Information on food and (targeted) public distribution systems (PDS / TPDS) and their various incarnations can be found here (official government of India website). Many more relevant documents can be found on the internet, e.g. this Woldbank study which exposes major flaws ion the PDS system.

A detailed study on the Wheat and Rice Sector policies in India including data can be found here. There, the dynamics of governmental programs for the redistribution of staple food is nicely discussed and put into the larger perspective of policy effectiveness. Also, the authors develop a multi-regional partial equilibrium model of wheat and rice sectors with which they study impacts on commodity markets of alternative farm support programs. The model is described in greater detail in Jha and Srinivasan (2006) and Jha and Srinivasan (2004). what follows is a short condensation of the article by Jha, Srinivasan and Landes (2007).

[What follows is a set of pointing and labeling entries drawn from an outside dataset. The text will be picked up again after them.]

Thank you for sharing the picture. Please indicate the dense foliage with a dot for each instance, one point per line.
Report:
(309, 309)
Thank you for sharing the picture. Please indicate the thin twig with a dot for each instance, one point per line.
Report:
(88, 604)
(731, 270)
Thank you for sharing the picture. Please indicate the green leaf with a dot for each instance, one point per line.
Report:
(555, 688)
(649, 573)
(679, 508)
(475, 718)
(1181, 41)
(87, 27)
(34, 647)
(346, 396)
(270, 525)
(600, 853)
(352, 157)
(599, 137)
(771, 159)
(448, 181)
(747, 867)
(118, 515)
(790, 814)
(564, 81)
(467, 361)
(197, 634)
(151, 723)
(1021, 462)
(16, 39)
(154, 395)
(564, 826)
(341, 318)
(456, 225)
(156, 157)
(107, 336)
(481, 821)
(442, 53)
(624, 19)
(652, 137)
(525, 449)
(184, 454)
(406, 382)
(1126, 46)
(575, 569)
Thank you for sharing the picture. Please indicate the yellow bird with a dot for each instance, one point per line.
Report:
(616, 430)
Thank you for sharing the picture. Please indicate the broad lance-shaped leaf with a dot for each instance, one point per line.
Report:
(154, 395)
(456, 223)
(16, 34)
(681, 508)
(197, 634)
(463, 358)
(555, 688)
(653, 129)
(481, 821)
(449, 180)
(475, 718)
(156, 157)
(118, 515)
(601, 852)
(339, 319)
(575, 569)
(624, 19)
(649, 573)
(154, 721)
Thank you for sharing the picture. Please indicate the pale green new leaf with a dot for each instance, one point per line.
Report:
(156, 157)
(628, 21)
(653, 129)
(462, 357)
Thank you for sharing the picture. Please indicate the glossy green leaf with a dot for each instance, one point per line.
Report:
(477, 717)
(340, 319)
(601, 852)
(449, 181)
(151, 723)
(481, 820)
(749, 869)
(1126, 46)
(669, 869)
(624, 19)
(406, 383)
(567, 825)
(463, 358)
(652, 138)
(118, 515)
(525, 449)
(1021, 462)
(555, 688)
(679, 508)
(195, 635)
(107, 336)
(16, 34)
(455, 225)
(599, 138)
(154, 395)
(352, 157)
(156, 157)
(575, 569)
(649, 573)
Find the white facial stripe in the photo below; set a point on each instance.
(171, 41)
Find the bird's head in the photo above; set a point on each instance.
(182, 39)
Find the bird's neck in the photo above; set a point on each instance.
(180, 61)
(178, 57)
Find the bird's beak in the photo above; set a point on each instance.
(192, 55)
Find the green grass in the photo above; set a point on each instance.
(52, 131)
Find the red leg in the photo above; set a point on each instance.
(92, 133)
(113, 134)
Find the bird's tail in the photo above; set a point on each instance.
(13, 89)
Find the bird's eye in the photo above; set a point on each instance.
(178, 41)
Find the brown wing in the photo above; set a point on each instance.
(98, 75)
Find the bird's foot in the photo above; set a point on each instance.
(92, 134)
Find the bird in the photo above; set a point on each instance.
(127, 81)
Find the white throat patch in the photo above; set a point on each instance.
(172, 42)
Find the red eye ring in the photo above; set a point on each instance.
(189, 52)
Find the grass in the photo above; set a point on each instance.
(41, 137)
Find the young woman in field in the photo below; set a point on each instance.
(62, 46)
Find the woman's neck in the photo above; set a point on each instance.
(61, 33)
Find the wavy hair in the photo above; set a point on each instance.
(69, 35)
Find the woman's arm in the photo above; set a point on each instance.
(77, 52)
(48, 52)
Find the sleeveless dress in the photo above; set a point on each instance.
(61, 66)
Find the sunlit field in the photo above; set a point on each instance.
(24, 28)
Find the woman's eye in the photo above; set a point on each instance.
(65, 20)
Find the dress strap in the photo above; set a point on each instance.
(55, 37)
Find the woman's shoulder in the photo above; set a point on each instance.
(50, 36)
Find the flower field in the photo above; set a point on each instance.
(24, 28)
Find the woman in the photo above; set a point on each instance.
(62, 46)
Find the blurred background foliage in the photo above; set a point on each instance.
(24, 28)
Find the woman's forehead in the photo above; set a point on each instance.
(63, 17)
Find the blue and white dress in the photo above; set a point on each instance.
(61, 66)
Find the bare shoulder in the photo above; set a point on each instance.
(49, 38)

The goal of the government intervention programs (mainly food grain price support, procurement, storage and distribution) is simple, i.e. to redistribute food surpluses to deprived areas. However, increasing wheat and rice sector volatilities render the established system inefficient due to lacking responsiveness. A central question for ongoing research thus has become how to reform the distribution system so that distributive effectiveness by improved logistics, minimized storage holdings (and, for that, losses) relative to imminent and future anticipated excess demand as well as monetary efficiency can be attained.

The observed volatility increase gives rise to concern, namely that its causal factors are structural and not cyclical. These factors include a declining scope for further gains from existing HYV's, deteriorating soils and groundwater conditions as well as the reduced public investment in irrigation. However, wheat yields obtained in research farms show the potential for productivity gains of 25 to 50 percent relative to present levels. Certainly, ongoing degradation of natural resources (soils and water) declining public investments and only modest growths in private investments as well as suboptimal factor inputs into agriculture potentially threaten these potential improvements.

Both, input subsidies and excessive minimum support prices (MSP) are considered to be prime culprits of environmental degradation. Furthermore and since the rise of the MSP relative to costs of production, both governmental policies have started to favor producers in high output states whereas consumers and the state were not benefiting from these developments. Increasing MSPs were pushed through by the powerful agricultural lobby as a response to decreasing world market prices.